Benzinga - by Anan Ashraf, Benzinga Editor.
Morgan Stanley analyst Adam Jonas thinks Tesla Inc (NASDAQ:TSLA) shareholders must be prepared for the EV company to slow down or curtail direct investments in advanced AI efforts if its billionaire CEO Elon Musk does not achieve a 25% voting stake in the company.
What Happened: Musk has previously expressed discomfort with advancing Tesla in AI without having 25% voting. Unless Musk gets this, shareholders must be prepared for the company slowing down AI investments, Jonas wrote in a note on Tuesday.
“While Tesla may still be in a position to benefit indirectly from AI advancements, we believe that most of the adjacent AI efforts could be concentrated within non-Tesla entities where Elon Musk has control in the event Mr. Musk does not reach a 25% voting share of Tesla,” Jonas wrote.
In April, Musk said Tesla would spend $10 billion in AI-related expenditures this year. While $3 billion to $4 billion of this budget will be spent on hardware purchases from chip company Nvidia Corp, a majority will be spent internally on AI inference computers, the sensors present in Tesla cars, and Dojo supercomputer, Musk said on Tuesday.
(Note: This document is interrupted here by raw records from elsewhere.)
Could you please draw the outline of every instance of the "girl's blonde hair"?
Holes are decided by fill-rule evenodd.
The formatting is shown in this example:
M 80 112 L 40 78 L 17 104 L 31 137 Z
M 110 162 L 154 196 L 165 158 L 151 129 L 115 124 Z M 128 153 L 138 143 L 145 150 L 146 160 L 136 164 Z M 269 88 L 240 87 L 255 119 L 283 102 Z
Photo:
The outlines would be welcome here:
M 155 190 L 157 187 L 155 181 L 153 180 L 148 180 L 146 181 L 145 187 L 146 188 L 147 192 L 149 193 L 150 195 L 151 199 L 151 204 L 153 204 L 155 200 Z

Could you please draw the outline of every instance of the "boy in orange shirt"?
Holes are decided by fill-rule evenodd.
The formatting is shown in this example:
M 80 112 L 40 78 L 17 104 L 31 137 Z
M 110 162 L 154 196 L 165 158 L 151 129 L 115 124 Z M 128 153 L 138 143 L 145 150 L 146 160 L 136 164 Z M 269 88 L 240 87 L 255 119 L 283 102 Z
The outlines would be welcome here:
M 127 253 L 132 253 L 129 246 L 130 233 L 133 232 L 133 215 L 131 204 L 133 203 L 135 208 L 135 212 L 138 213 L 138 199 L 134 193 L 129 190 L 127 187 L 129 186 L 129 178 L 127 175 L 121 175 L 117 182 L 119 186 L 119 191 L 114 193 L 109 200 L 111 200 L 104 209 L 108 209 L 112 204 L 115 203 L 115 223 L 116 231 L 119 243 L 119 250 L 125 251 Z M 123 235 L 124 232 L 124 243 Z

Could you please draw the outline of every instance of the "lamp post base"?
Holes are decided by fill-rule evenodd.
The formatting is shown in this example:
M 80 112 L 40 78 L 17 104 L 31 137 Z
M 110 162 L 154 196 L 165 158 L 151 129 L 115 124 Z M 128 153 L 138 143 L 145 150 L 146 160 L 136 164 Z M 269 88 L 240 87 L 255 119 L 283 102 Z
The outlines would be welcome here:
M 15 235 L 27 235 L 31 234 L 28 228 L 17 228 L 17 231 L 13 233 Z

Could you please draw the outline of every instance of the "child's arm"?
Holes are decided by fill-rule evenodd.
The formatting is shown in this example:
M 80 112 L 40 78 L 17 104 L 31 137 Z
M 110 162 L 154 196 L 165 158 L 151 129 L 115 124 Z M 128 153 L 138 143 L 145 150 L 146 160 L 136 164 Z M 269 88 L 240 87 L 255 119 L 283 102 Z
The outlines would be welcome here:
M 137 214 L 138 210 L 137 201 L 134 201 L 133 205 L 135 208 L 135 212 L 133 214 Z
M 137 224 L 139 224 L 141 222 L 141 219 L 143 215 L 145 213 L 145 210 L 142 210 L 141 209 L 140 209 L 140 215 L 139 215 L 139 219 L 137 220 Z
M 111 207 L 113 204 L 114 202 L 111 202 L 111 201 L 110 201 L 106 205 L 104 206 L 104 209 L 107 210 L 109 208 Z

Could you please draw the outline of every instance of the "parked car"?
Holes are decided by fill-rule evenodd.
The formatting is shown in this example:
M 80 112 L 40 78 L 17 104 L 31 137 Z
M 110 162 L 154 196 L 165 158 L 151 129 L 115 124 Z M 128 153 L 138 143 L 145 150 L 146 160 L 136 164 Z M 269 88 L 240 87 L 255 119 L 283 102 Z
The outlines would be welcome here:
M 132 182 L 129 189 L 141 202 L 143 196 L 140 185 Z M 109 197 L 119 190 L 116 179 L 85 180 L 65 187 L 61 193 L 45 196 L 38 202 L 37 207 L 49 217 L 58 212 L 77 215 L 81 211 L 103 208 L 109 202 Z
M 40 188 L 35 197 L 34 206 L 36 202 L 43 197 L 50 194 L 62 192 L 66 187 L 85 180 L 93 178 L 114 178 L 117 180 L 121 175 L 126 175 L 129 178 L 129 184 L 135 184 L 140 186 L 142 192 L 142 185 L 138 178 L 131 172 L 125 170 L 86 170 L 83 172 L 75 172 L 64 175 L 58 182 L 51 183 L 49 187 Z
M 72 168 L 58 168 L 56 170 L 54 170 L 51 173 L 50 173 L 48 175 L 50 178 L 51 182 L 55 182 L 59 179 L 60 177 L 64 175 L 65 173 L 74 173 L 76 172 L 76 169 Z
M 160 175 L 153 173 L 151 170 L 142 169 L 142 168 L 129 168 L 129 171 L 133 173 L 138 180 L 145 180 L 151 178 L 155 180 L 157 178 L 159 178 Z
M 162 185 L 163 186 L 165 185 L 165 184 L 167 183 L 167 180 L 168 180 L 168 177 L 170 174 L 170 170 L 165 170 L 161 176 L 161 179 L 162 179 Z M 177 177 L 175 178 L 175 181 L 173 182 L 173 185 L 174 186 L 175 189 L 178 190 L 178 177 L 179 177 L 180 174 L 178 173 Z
Impact Of Upcoming Shareholder Vote: Jonas had previously pegged the upcoming Tesla shareholder vote on Musk’s 2018 compensation package as key to determining if the CEO gets a 25% voting block within the company. The package, worth $56 billion at the time of award, was rescinded by a Delaware court earlier this year after deeming it an “unfathomable sum.”
Tesla’s board is now attempting to have it reinstated with another shareholder vote, the results of which will be declared at the company’s annual shareholder meeting on June 13.
While the approval of the pay package by itself does not assure the CEO of his desired voting block, it would make it "increasingly difficult" for Musk to achieve 25% ownership if the package is rejected, the analyst noted in May, while adding that the vote will likely determine the long-term strategic direction of the company and drive material volatility in Tesla shares.
However, on Tuesday, the Tesla bull said there may be any number of potential paths for the CEO to achieve a 25% voting stake in the company over time even without the inclusion of the compensation package.
Proxy advisory firms Glass Lewis and Institutional Shareholder Services (ISS) have advised Tesla shareholders to vote against Musk’s pay package claiming it to be “excessive.”